You may not say for a while. After children come out to their families, families also begin to come out to themselves, and this is a very personal process. Many of us need time to adjust and embrace this information before we tell others. On the other hand, coming out to the persons we can truly trust and think that can understand us will support us in our acceptance and understanding processes, and this actually accelerate the process. At this point, it is important to attend the meetings of the Ankara Rainbow Families Association and share the experiences and feelings with other family members who have experienced similar processes. Once we can share our own stories in a positive way, it is more likely for others to understand and support us.

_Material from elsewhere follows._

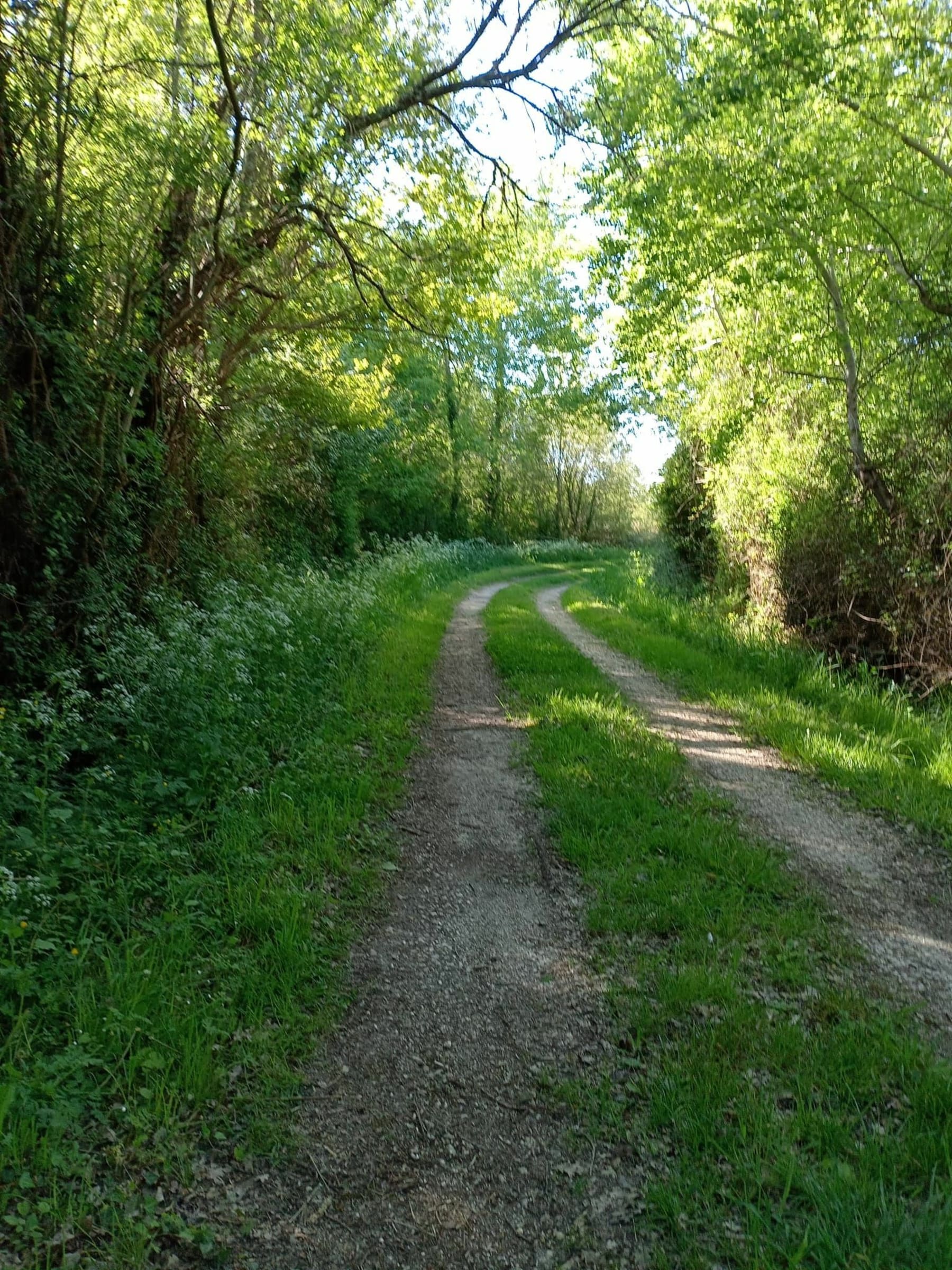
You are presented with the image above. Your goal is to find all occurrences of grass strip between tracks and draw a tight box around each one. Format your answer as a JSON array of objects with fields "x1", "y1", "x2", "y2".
[{"x1": 488, "y1": 587, "x2": 952, "y2": 1270}]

In fact, heterosexuals constantly publicly announce their sexuality in daily life, but this is something that is taken for granted: clothes chosen to impress the opposite sex, make-ups, daily conversations about lovers or spouses, sharing photos of the loved ones publicly, etc. in fact, these are all the expressions of our sexual identity. But when LGBTI+ persons do similar things, persons tend to get angry and to see them as if they blare out their sexuality. This way of thinking is not the problem of LGBTI+ persons, but of persons who think like this. Besides, our sexual identities are not limited to sexuality and sexual life. Your children will also want to share their thoughts, feelings, experiences, relationships, happiness and heartbreaking experiences with you. Asking your child not to share this aspect of their lives with you will seriously damage your relationship and cause problems that may lead to the communication gap with your child over time. For this reason, we recommend that you should make an effort to have honest communication with your child about romantic relationships, which is an important part of life, and to seek help if necessary.
AIDS is not an LGBTI+ disease. It is a disease that can be transmitted by blood transfusion or non-sterilized syringes as well as sexual intercourse. The vast majority of AIDS patients are heterosexual.
The fact that you are reading this article is already a good indication that you are a loving parent trying to support your child. The best way to support your child, as with many other problems, is to be willing to talk, listen and learn about these issues with your child. If it is difficult to talk, you can get support from persons you trust, mental health professionals or Ankara Rainbow Families Association to overcome these fears. One of the best ways to support your child is to train yourself on these issues as much as you can and then combat to overcome homophobia in society. Staying silent fosters the prejudices and discrimination more.